ОТ СЕРДЦА К СЕРДЦУ
Произведения композитора, творчество, биография, ноты
В одном из историко-литературных памятников пушкинской эпохи — «Записках» современницы поэта Александры Осиповны Смирновой содержится примечательный факт об интересе Пушкина к творчеству Бетховена. Автор «Записок» рассказывает, что однажды поэт вместе с известными музыкальными деятелями В. Одоевским и М. Виельгорским застали у нее в гостях пианистку Гирт, называвшую себя ученицей Бетховена. Пушкин стал расспрашивать Гирт о жизни Бетховена, «об его глухоте, об его меланхолии, об его оригинальных идеях». По воспоминаниям Смирновой, Пушкин, Одоевский и Виельгорский считали, что «Лунная соната» была сымпровизирована Бетховеном для слепой девушки и связывали сонату с романтической любовью композитора. Истинные сведения о жизни Бетховена и обстоятельствах создания его произведений в России еще не были известны. О Бетховене даже в кругах просвещенных музыкантов ходили самые фантастические слухи.
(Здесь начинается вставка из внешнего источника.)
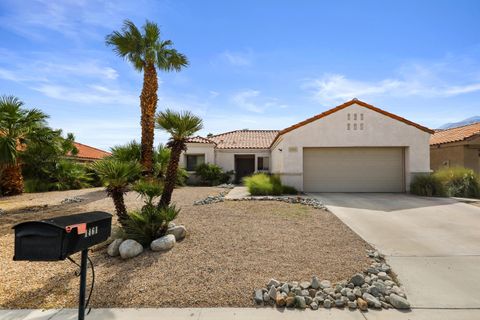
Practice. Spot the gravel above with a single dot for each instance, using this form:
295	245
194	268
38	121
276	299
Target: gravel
231	248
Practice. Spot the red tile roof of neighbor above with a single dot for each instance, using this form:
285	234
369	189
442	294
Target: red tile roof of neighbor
264	139
455	134
87	152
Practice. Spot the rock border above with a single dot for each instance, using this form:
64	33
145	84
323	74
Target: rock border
375	288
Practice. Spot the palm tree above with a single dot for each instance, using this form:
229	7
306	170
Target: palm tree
18	126
117	175
180	126
146	51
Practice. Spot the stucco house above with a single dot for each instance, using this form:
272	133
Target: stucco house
456	147
354	147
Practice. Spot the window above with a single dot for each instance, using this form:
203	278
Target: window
193	160
263	163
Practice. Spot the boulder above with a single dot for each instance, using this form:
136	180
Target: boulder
164	243
258	298
398	302
114	248
358	280
362	304
129	249
178	231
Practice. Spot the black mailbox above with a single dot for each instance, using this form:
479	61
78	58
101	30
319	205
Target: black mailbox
57	238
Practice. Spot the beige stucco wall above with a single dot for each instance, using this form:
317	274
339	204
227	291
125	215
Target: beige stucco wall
225	158
331	131
199	148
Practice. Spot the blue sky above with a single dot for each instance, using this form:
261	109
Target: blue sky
254	64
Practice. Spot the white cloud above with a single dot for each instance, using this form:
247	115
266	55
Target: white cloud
93	94
411	80
238	58
251	100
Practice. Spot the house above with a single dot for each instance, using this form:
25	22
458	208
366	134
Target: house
456	147
354	147
87	153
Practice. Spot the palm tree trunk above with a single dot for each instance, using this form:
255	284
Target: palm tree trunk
171	176
148	105
11	180
120	207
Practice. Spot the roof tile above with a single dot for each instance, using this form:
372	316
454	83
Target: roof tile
455	134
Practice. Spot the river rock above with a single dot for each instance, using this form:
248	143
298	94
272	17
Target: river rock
129	249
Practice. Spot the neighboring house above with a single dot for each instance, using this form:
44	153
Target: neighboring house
354	147
87	153
456	147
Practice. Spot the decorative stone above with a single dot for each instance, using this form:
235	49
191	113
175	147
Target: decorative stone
129	249
300	302
358	279
285	288
325	284
315	284
398	302
362	304
305	284
178	231
114	248
290	302
273	282
280	300
272	292
327	303
164	243
371	300
258	298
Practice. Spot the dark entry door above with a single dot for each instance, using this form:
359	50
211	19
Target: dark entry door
244	166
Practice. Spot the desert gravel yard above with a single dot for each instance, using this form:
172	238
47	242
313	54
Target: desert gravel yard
231	249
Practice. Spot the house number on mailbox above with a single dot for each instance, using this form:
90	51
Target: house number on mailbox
91	231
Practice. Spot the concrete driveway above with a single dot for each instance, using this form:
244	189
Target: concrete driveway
433	244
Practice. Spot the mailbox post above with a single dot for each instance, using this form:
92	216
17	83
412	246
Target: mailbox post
57	238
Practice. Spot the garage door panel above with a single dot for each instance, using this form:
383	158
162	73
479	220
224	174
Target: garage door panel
353	169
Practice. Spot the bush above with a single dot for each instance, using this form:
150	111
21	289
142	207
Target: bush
262	184
210	174
459	182
427	185
150	223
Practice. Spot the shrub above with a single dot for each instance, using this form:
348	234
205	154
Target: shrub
182	176
459	182
149	223
262	184
427	185
211	174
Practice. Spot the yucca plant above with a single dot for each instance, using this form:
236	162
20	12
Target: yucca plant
146	51
117	176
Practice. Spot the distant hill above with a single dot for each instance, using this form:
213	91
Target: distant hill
461	123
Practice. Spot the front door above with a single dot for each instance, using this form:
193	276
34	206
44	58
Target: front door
244	166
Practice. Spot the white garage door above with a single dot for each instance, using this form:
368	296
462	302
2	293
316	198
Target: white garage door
353	170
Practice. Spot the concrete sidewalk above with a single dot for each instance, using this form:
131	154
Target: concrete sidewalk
238	314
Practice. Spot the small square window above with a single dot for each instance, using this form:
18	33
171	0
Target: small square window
194	160
263	163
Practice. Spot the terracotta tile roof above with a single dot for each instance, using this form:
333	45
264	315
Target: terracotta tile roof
345	105
455	134
199	139
91	153
245	139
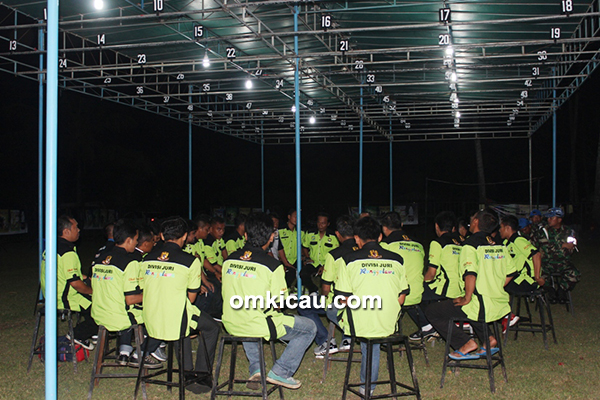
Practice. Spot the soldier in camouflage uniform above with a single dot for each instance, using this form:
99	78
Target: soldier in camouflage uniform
551	240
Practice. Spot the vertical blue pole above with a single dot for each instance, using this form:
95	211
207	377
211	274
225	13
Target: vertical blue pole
554	142
51	195
262	167
190	160
391	170
40	155
297	137
360	156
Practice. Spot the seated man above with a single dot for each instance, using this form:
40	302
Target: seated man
116	284
527	259
486	268
345	235
413	254
369	271
73	294
171	284
288	247
556	243
236	239
214	251
442	278
315	246
252	272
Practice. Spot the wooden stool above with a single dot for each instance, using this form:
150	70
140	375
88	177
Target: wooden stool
492	361
421	345
182	382
389	342
526	324
63	314
554	283
231	380
105	358
329	359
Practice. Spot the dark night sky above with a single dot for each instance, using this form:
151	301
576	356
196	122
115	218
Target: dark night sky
133	160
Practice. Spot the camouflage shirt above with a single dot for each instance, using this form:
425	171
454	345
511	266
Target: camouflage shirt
549	242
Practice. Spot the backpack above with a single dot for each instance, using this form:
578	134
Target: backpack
63	349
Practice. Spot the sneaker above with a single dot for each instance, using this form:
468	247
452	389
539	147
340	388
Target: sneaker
416	336
254	381
289	383
86	344
506	323
123	359
345	345
362	391
321	350
160	354
149	362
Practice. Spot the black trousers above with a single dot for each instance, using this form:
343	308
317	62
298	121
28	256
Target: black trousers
440	314
211	302
306	275
210	330
520	288
428	297
86	327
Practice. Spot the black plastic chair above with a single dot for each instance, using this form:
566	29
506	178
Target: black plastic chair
388	342
105	357
234	341
526	324
492	361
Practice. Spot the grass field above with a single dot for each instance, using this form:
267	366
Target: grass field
569	370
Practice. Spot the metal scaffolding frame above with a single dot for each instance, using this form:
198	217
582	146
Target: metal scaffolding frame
497	81
303	72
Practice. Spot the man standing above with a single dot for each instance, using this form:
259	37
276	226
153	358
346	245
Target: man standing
315	246
288	247
369	271
252	272
172	281
486	268
236	240
73	294
556	243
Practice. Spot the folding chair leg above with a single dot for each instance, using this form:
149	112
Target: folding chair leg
36	331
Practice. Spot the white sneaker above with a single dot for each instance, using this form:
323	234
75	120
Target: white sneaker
345	345
321	350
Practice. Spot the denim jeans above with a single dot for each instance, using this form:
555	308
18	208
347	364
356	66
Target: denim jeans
299	337
374	364
314	315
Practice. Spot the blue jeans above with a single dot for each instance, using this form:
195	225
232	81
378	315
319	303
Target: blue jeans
314	315
299	337
374	364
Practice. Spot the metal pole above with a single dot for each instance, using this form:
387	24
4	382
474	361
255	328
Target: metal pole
51	195
262	167
360	155
530	178
40	156
391	170
297	137
554	141
190	160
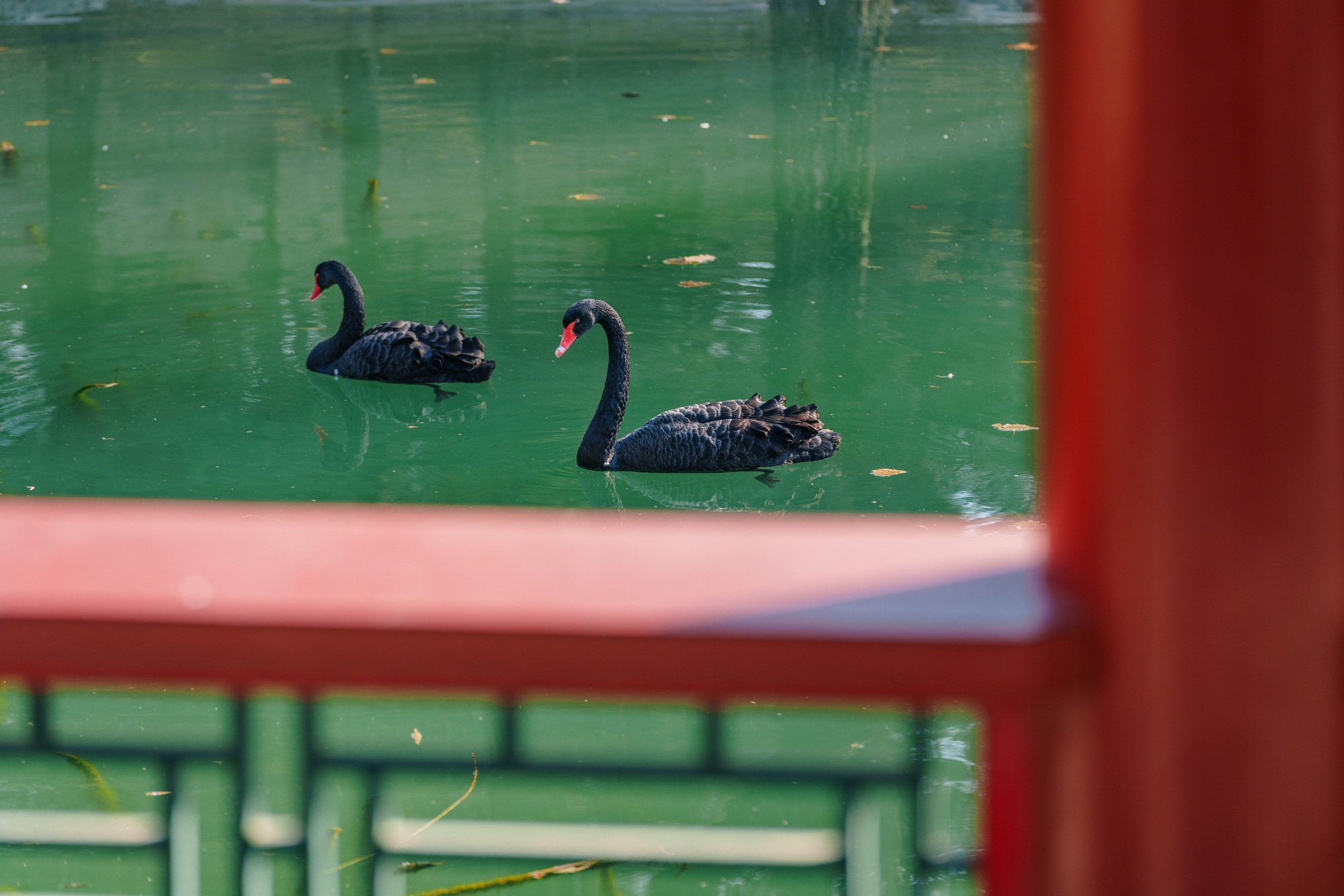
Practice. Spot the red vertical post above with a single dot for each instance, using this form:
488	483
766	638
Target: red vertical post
1011	801
1193	221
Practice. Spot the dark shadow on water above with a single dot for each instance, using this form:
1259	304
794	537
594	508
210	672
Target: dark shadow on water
786	488
409	405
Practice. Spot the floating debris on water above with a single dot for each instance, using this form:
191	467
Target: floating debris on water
411	868
569	868
80	393
106	796
476	773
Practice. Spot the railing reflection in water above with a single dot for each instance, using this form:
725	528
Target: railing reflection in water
140	792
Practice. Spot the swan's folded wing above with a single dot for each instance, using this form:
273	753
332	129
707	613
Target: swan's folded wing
728	436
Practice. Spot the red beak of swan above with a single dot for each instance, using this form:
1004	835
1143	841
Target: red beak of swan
566	339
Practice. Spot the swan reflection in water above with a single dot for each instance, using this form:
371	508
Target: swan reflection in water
409	405
791	488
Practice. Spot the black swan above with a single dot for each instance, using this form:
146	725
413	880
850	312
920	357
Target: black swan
708	439
397	353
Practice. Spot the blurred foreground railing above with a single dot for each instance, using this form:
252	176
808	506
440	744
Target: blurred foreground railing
823	682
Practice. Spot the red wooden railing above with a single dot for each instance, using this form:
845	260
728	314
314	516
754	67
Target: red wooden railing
1191	209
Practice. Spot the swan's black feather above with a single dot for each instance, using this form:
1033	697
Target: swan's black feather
740	435
394	353
409	353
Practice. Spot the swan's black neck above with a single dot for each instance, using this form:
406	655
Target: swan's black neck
351	324
597	445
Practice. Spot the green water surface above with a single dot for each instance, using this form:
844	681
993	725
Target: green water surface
859	177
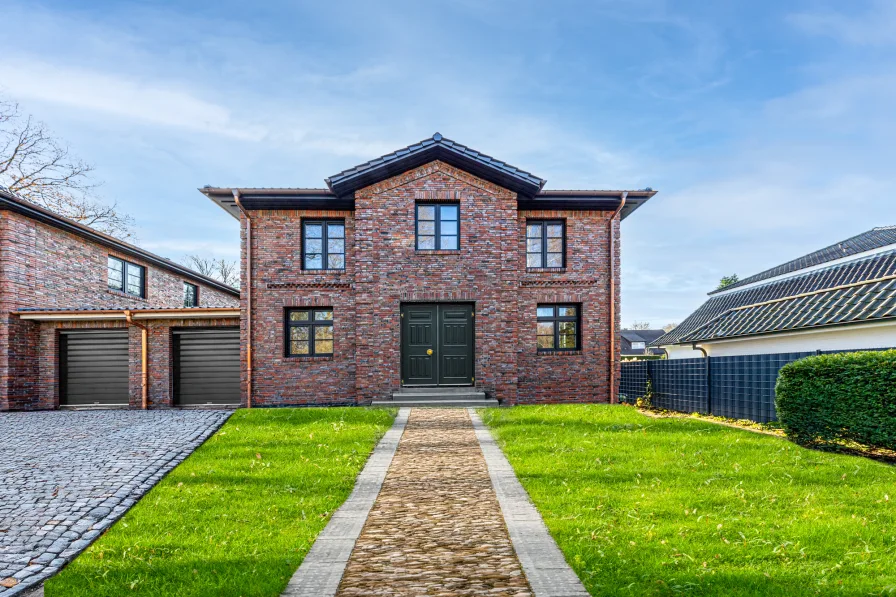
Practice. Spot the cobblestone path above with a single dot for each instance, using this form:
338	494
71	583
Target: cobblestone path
66	476
436	528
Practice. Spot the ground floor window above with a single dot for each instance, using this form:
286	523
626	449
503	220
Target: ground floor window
558	327
309	332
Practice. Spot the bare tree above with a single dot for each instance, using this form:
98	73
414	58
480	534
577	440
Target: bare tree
38	167
222	270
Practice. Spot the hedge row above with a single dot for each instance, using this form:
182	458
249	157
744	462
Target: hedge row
845	396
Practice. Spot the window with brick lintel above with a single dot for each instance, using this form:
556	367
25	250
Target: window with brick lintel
127	277
309	332
558	327
438	226
323	244
545	243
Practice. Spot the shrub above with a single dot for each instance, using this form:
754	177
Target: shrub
844	396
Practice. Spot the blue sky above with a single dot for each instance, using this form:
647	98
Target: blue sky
766	126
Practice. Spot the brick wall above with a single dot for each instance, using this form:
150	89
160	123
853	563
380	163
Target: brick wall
384	269
44	267
279	282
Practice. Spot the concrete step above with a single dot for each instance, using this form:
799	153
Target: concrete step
420	396
444	403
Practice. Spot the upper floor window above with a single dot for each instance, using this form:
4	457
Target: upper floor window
558	327
545	243
191	295
127	277
309	332
438	226
323	244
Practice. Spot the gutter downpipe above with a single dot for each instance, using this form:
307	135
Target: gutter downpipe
236	198
144	358
612	358
696	346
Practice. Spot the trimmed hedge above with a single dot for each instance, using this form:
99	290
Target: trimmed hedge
844	396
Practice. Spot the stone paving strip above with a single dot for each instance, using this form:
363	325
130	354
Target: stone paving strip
436	528
548	573
322	568
66	476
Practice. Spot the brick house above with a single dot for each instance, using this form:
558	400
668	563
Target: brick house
86	319
433	267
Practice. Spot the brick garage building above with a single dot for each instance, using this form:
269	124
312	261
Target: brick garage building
433	266
69	293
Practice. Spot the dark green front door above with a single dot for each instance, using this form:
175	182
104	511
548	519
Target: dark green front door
437	345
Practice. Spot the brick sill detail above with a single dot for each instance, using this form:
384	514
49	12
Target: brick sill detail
132	297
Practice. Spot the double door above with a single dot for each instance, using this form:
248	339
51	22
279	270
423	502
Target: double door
437	344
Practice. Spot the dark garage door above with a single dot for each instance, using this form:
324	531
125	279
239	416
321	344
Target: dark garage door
93	368
207	366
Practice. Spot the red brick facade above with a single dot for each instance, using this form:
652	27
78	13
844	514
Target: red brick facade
44	267
384	270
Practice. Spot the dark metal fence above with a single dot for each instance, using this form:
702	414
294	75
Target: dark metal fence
741	387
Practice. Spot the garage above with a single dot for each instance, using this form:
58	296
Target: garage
93	368
206	366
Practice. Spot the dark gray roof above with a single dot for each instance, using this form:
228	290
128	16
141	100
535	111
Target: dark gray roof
124	308
436	147
867	241
809	300
641	335
865	301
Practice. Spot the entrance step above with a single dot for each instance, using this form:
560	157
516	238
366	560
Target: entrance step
463	397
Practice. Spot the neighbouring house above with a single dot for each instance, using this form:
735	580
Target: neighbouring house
86	319
636	343
841	297
432	266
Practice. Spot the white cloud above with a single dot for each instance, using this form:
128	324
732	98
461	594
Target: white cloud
152	102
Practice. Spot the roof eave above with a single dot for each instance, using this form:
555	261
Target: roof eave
35	212
343	185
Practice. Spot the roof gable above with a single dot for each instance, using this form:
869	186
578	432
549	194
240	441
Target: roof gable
435	148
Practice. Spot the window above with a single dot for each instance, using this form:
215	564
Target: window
545	243
127	277
558	327
438	226
191	295
309	332
323	244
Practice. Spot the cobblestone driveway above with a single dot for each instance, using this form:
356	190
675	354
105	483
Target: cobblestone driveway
66	476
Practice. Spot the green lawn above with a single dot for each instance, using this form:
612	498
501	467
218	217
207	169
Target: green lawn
238	516
645	506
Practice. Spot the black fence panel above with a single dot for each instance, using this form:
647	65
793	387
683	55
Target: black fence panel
738	387
679	384
743	387
633	381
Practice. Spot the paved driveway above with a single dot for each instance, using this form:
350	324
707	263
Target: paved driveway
66	476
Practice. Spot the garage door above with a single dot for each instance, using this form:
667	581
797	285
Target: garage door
207	366
93	368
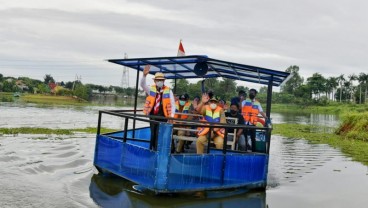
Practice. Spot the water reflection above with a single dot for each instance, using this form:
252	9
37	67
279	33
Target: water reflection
116	192
306	118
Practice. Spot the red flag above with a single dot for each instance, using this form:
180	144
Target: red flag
181	51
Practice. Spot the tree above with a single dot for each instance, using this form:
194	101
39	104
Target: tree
352	78
331	84
82	91
181	86
226	89
341	80
317	84
48	79
294	82
362	78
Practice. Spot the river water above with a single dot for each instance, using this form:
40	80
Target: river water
57	171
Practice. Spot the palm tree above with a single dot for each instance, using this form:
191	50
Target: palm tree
352	78
341	80
362	79
331	84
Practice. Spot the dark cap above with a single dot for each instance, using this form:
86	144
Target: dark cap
183	97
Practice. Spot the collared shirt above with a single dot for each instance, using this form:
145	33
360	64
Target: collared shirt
147	90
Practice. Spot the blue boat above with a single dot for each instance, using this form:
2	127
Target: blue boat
127	153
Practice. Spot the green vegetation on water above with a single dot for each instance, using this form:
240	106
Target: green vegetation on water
332	108
357	149
29	130
354	126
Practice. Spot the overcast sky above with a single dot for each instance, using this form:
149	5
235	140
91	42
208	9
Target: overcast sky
68	37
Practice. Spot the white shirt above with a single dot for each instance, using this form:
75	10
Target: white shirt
146	89
260	107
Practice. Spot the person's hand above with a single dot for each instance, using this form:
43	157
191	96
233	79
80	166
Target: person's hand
205	98
146	70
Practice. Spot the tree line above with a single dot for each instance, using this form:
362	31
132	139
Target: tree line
49	86
316	89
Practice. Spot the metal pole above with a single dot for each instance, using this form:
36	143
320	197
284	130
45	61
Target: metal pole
269	97
268	113
99	122
175	87
125	129
135	100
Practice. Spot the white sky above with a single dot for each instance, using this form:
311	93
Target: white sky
64	37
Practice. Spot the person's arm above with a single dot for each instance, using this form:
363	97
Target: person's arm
143	80
205	99
261	112
240	122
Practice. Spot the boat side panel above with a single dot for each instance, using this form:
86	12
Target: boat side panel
129	161
195	172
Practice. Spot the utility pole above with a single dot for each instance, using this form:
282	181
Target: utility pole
125	77
76	79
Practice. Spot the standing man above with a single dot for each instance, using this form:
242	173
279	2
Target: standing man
212	113
159	102
182	108
239	137
250	110
238	100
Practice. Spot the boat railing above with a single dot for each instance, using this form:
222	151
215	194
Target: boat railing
132	116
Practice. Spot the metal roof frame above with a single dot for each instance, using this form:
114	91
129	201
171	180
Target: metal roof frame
182	67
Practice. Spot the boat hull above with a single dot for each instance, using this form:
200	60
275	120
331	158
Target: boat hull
164	172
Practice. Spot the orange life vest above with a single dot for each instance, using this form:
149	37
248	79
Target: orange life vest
212	116
165	101
185	110
250	111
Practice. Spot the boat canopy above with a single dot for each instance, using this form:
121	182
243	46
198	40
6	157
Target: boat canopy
201	66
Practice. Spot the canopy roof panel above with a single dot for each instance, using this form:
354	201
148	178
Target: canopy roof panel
183	67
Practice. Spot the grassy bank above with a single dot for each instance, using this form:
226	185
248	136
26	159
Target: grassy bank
354	126
332	108
356	149
51	99
28	130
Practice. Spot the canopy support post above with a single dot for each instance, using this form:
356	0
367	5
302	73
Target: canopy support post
135	101
269	97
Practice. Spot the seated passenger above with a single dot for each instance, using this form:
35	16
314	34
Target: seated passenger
251	107
212	113
239	137
239	99
182	107
222	104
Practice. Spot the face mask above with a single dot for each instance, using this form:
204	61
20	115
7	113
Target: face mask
159	84
233	112
213	106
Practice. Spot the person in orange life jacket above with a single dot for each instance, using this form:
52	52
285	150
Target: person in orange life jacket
212	113
182	107
159	102
239	137
250	110
239	99
222	104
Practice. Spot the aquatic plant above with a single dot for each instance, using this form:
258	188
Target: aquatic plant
354	126
354	148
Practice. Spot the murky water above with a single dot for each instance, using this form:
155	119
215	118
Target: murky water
58	171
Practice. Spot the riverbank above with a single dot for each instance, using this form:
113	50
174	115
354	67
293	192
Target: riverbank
332	108
30	130
356	149
42	99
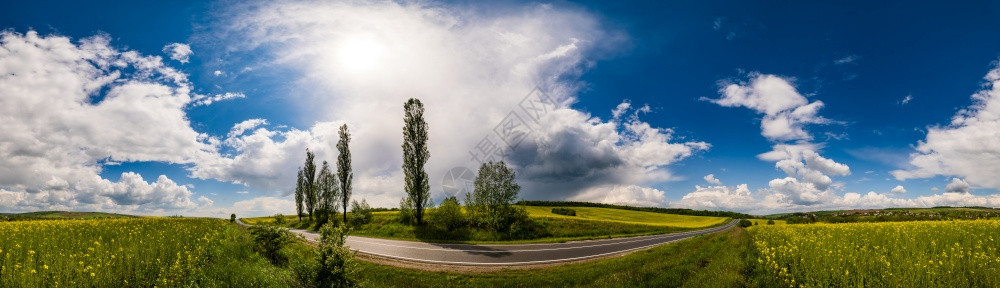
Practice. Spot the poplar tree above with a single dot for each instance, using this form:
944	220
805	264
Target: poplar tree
415	155
328	190
299	193
344	172
309	171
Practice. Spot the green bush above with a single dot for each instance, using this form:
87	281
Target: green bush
563	211
336	264
746	223
490	204
449	214
361	213
406	215
270	240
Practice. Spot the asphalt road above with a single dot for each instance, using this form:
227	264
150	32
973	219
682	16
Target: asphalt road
508	255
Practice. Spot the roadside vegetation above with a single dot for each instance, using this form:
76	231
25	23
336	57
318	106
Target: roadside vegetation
132	252
890	215
451	226
714	260
910	254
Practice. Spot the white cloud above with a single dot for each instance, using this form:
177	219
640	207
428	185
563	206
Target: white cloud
262	206
906	99
719	197
710	178
968	147
67	107
471	68
242	127
785	110
898	190
767	201
203	100
846	60
630	195
957	186
178	51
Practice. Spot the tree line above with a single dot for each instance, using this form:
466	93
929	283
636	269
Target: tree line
320	196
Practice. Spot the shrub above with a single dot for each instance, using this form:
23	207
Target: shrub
405	215
563	211
270	240
449	214
336	263
490	202
361	213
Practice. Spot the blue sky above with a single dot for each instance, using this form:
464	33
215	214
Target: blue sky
884	74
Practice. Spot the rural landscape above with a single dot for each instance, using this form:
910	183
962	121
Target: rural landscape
509	144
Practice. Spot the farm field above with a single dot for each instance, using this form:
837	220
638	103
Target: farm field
590	223
132	252
764	221
892	254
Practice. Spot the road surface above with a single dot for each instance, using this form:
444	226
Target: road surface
507	255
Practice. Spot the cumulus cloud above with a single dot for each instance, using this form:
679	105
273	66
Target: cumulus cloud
710	178
786	112
898	190
178	51
968	147
906	100
957	186
475	70
69	106
846	60
719	197
203	100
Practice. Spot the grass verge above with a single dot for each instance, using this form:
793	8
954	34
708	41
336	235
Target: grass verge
714	260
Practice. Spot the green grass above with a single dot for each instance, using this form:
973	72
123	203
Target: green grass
590	223
764	221
715	260
61	215
132	252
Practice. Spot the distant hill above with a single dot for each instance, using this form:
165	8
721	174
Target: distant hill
42	215
889	214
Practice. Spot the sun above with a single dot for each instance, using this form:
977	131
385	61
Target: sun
360	54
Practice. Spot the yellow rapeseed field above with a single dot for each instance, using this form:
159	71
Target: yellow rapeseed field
893	254
136	252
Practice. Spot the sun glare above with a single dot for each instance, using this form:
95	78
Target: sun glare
360	54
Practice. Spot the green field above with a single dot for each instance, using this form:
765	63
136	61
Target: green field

«Лунную сонату» русским любителям музыки открыли Ференц Лист и Клара Шуман. До 1842 года даже Серов и Стасов не имели об этом сочинении никакого представления. Но понадобилось лишь пять-шесть лет, чтобы соната проникла в широкие круги русского общества и приобрела популярность. Многие талантливые любители музыки, имена которых сейчас забыты,— Т. Шпаковский, Н. Мартынов, М. Сабинина, —с успехом исполняли сонату. Ее играли не только в Петербурге, Москве; сочинение доходит в провинцию, в далекие поместья, становится неотъемлемой частью бытового музицирования. Лев Толстой в 1859 году в романе «Семейное счастье», раскрывающем духовный мир провинциальной дворянской девушки, заставляет свою героиню играть «Лунную сонату». Музыка как бы становится участником действия: она звучит в поворотные моменты, когда зарождается чувство любви и когда после трудных испытаний осознается смысл истинного счастья.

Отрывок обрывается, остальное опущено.